Both numbers matter. A high fiscal deficit can push up interest rates (because the government is competing with private companies for the same pool of savings), weaken the rupee, and raise inflation. A high public debt can eat into future budgets as interest payments consume more and more of the government's annual revenue. For India, roughly one rupee out of every four the central government spends today goes just to paying interest on past borrowing.
This is why fiscal policy is always a balancing act, not a magic wand. Spend too little in a downturn and the economy does not recover. Spend too much without a plan to raise revenue later and you set up a debt burden that hurts the next generation. The honest truth is that economists, finance ministers, and voters all argue endlessly about where that balance should sit, and reasonable people can land on different answers depending on the year.
Are you with me so far?
Why the timing matters more than the amount
A frequently missed nuance is that fiscal policy is only powerful if it is applied in the right phase of the cycle. Spending big during an economic boom does not stimulate anything new — it just adds fuel to already rising inflation. Cutting spending during a recession deepens the recession. The timing is almost as important as the size of the intervention.

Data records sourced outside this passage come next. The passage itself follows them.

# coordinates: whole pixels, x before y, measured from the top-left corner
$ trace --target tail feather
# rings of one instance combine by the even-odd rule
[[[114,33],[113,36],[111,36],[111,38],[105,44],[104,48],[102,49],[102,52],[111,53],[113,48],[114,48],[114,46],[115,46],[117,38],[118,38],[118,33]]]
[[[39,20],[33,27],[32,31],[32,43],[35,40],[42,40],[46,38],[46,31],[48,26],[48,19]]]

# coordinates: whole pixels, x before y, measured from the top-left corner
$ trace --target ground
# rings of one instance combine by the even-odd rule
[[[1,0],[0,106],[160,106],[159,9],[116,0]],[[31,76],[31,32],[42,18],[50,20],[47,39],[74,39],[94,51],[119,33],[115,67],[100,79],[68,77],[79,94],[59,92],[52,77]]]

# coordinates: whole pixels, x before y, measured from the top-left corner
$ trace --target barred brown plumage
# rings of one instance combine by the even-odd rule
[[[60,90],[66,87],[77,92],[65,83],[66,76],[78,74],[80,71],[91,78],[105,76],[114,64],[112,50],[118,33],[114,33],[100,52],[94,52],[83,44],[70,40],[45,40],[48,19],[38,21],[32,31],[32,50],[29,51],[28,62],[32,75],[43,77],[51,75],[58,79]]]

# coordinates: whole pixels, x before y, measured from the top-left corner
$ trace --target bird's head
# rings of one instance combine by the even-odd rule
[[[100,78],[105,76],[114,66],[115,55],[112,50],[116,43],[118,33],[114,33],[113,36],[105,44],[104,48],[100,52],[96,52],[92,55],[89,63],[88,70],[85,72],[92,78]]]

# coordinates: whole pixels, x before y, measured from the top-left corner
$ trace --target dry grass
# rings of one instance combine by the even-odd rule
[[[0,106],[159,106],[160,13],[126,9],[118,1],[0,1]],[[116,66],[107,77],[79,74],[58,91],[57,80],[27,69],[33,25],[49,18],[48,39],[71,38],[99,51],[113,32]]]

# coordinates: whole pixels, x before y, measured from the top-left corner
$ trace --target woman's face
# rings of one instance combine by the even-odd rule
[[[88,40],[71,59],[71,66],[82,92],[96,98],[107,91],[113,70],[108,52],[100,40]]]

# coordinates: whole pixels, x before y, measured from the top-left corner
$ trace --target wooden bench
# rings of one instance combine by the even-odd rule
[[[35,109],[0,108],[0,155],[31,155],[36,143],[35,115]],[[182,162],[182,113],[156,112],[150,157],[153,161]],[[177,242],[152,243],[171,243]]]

This is also why "countercyclical" fiscal policy — spending more in bad times and saving more in good times — is considered the mark of a disciplined government. Most governments unfortunately find it politically easier to spend heavily even in good years (vote-winning schemes, tax cuts right before elections) and then have no fiscal room left when an actual crisis hits. Several European countries learned this the hard way after the 2008 financial crisis, when years of pre-crisis largesse left them unable to respond adequately once the downturn arrived.
💡 Insight: In a recession, the government's job is not to save money. It is to keep the money moving.
That one sentence captures the fiscal-policy debate better than any textbook chapter. The private economy in a panic starts hoarding cash, which is rational for each household but catastrophic if everyone does it together. The government's role is to be the spender of last resort — not because it is generous, but because if it does not step in, the downward spiral reaches places that are much harder to repair later.
What this means for a 22-year-old reading the news
When you hear the Union Budget speech in February, or read about the fiscal deficit in Mint, you now have a framework to decode it. First ask — what phase is the economy in right now? Weak, overheating, or somewhere in between? Second ask — which of the two levers is the government pulling? More spending, or changes in tax rates? Third ask — is this a countercyclical move (correct) or a procyclical one (usually a red flag)?
That small shift — from reacting to the number to asking what the number bought — is the entire difference between an economics-literate reader and a casual one. Fiscal policy is not just for ministers in Delhi; it is the language that decides whether your college gets funded, your metro line gets built, your EPF contribution rises, and your parents' FD rates move. The budget is not a document — it is a steering-wheel choice.
🎯 Closing Insight: Fiscal policy is the government's steering wheel. Learn to read which way it is turning.
Why this matters in your career
Fiscal deficit numbers move bond yields, which move equity valuations — any analyst who cannot read a budget speech and predict its market impact is working with half the toolkit.
Large fiscal stimulus shifts consumer spending power dramatically (think of how DBT transfers boosted rural FMCG volumes in 2020) — understanding fiscal cycles helps time campaigns and channel bets.
Government capex cycles determine which sectors (infra, defence, railways, manufacturing) are about to receive years of demand tailwinds — fiscal reading is an early-warning system for where margins will expand next.